Columbia MM
MM Manual

USING CUT AND PASTE WITH MM

With some microcomputer systems, you can open more than one window on your screen, so you may be running MM in a terminal session in one window and have a word processor open in another. Examples include various Macintosh and NeXT applications and the Windows program running on MS-DOS microcomputers. Copying text between MM and files on the microcomputer can be simplified by using the cut and paste technique to copy text from one window to another. Cut and paste may eliminate the need to do a file transfer operation separately.

This section describes some ways to adjust MM to handle cut and paste properly.


PASTING INTO MM

If you write a message first on your microcomputer, you can paste it into MM at the same Message prompt where MM expects you to type a message, as shown below.



 Message (End with CTRL/D or ESC
  Use CTRL/B to insert a file, CTRL/E to enter editor, CTRL/F to run text
  through a filter, CTRL/K to redisplay message, CTRL/L to clear screen and
  redisplay, CTRL/N to abort, CTRL/P to run a program and insert output.):


Pasting in from another window is no different from typing, as far as MM is concerned. There is one detail that may mess up your text. MM's Text Mode normally wraps lines, that is, the cursor drops to a new line automatically when it gets too close to the right margin. This is controlled by the variable autowrap-column, which normally is set to -7, meaning 7 character positions from the right side. If your pasted-in text has longer lines, it will get wrapped by MM, and may end up looking like the following.



The name of the corporation itself was Columbia College in the City of
New York until
the trustees authorized the change in 1896 to Columbia University in the
City of New York.


Despite the ugly appearance, the wrapping is somewhat desirable because most terminals have 80 columns, and if the above text was sent with its original longer lines, the end of each line might not be displayed on some terminals, or else the line will be displayed wrapped similarly to the above anyway. If you definitely want to send longer lines, you can, before pasting the text, give MM the command set autowrap 0 to turn off the wrap entirely, or set autowrap to some other number. A positive number counts from the left, and negative counts from the right (so -7 is the same as 73 on an 80-column terminal).
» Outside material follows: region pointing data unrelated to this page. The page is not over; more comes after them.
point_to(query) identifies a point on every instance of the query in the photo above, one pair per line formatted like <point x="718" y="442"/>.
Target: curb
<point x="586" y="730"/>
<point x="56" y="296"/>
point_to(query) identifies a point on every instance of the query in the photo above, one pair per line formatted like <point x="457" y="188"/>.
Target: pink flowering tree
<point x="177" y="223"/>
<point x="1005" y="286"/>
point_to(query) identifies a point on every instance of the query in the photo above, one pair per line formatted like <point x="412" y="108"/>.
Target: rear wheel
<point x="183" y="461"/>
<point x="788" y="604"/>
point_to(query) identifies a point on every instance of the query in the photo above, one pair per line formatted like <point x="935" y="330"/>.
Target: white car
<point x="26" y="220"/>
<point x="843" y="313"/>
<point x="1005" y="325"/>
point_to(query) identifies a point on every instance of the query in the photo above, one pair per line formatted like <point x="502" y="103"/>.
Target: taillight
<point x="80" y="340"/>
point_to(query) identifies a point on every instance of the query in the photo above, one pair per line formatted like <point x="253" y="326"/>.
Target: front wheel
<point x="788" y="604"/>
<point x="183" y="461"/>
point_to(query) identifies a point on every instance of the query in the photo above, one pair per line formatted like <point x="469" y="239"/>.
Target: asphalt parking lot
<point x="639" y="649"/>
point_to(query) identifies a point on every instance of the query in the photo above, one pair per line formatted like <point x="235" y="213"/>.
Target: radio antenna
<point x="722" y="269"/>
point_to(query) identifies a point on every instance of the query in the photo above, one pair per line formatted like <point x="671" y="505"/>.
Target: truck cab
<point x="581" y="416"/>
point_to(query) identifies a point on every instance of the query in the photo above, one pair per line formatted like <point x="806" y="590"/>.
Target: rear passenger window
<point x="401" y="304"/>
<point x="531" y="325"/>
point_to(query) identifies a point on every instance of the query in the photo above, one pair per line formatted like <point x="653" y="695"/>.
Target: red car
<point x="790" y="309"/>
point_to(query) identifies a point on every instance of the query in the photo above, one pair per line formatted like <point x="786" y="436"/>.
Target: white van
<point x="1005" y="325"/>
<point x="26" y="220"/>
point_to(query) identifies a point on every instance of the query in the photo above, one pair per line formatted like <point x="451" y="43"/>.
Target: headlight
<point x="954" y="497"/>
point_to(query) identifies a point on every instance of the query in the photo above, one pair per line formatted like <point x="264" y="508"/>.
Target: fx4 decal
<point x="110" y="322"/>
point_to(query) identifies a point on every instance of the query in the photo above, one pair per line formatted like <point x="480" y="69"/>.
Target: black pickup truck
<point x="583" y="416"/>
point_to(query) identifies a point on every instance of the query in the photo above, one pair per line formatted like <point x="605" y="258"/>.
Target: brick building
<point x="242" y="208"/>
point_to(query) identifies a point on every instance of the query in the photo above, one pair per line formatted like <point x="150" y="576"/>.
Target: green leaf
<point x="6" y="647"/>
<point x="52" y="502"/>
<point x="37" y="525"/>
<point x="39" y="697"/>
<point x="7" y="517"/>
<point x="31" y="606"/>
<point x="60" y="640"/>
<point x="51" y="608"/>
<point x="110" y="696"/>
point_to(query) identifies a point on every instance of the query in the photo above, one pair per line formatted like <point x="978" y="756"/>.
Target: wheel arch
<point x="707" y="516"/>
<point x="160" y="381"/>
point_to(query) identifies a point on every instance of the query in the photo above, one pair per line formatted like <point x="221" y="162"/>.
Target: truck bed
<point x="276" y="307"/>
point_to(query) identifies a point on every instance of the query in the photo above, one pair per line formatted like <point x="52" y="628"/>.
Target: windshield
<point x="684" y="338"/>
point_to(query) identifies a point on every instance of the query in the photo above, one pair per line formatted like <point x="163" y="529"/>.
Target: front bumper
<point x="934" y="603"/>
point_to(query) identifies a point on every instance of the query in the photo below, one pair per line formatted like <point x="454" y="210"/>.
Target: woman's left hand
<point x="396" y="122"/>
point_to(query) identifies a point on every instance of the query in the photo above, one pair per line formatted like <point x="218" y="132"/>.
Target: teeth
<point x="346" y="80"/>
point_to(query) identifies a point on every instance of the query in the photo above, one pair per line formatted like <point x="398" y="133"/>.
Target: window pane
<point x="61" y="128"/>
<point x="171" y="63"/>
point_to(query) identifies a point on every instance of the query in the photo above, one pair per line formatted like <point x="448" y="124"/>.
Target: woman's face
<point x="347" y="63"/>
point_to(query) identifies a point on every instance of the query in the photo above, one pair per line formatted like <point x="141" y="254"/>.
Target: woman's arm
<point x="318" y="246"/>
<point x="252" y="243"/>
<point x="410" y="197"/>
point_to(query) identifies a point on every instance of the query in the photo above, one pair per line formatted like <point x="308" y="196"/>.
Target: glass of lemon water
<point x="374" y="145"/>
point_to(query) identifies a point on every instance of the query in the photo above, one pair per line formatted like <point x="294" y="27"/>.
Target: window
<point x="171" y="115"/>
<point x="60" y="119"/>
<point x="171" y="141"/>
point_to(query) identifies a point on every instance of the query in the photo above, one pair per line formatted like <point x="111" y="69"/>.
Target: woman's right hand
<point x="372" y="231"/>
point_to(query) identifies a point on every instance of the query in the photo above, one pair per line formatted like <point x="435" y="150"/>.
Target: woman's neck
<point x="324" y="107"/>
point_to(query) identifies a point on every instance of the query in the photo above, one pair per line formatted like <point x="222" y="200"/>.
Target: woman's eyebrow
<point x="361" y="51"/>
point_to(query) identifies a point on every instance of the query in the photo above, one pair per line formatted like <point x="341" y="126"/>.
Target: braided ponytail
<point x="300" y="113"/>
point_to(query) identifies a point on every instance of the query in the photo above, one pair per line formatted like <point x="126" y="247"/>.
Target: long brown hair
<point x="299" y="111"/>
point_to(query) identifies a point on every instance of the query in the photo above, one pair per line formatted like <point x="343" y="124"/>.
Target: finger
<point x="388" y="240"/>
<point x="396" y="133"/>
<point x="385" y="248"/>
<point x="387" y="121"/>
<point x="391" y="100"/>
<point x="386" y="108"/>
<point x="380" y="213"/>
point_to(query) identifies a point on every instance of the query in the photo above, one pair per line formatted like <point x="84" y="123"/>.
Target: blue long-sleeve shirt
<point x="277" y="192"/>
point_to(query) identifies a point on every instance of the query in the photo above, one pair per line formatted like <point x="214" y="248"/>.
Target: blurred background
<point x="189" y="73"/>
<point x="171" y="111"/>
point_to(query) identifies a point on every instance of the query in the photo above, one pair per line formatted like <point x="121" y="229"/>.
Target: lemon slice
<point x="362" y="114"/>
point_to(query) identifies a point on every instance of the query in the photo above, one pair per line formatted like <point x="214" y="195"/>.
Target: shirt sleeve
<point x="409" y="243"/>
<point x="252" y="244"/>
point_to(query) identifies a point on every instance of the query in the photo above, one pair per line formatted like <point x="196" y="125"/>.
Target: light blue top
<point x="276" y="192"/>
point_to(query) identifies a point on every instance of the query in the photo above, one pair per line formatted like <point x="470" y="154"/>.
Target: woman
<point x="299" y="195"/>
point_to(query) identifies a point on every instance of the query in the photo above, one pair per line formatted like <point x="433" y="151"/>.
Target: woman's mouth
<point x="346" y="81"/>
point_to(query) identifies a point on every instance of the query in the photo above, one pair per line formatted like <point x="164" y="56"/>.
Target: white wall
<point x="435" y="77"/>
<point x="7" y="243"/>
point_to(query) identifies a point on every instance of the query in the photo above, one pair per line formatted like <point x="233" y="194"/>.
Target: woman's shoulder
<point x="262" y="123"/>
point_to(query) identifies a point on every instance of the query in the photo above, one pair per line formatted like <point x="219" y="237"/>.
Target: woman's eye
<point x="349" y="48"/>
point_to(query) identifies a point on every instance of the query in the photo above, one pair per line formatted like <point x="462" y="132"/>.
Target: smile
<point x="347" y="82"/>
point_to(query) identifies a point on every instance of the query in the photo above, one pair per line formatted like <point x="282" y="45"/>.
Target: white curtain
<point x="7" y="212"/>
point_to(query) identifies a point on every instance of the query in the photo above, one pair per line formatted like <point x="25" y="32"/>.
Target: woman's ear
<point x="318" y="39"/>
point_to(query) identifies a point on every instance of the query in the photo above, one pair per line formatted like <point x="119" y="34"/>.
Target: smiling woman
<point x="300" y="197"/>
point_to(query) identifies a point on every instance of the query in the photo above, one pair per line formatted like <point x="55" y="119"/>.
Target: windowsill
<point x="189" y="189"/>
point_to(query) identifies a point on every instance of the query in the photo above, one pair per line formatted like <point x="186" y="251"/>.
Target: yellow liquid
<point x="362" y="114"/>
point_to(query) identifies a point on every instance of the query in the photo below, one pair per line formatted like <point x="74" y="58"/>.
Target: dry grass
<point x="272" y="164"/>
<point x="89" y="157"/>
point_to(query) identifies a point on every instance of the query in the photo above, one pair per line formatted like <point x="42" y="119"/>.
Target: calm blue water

Another approach is to fill the paragraph to a new line length. The real problem in the example above is the short lines, not the long ones. One way to format the text is to process it through another program that acts as a filter. Notice in the Message prompt the option CTRL/F to run text through a filter. For example, after the text is input, press control-f, and then give the command fmt 70 75 to set a goal of 70 columns, maximum of 75, as shown below. (To doublecheck what it did, use control-l to redisplay, or else use display at the S> prompt.)



[control-f]
Filter: fmt 70 73
[Done]
[control-l]
The name of the corporation itself was Columbia College in the City of
New York until the trustees authorized the change in 1896 to Columbia
University in the City of New York.


If you are using Emacs, you can paste into Emacs text also. Use Emacs fill commands to fix up the line length (meta-q for example; see the Emacs manual for more details).


CUTTING FROM MM

Cutting from MM is usually fairly simple. Just read the message to put it on screen. To the extent that you can scroll back the terminal window, you can cut a moderately long message in one step and then paste it to another window.

Normally the variable crt-filter is set to the more program, so when you read a message, MM pauses at the end of each screen full and prompts you with the word More. If the pause and prompt are causing any difficulty, you can turn it off with the command set crt-filter, setting it to nothing, so there is no pause and prompt.



MM>set crt-filter
MM>


You may find setting crt-filter to nothing useful in some other kinds of screen capture, like print-screen (as long as you can scroll back on the terminal) or a session log. To restore crt-filter, you could give the command show crt-filter beforehand, take a note of what it is, and then type in the value later, like set crt-filter /usr/ucb/more -d as an example. However, as long as you do not save-init, a simpler method perhaps is to give the command take .mminit if you want to continue, or else simply quit from MM if you are finished.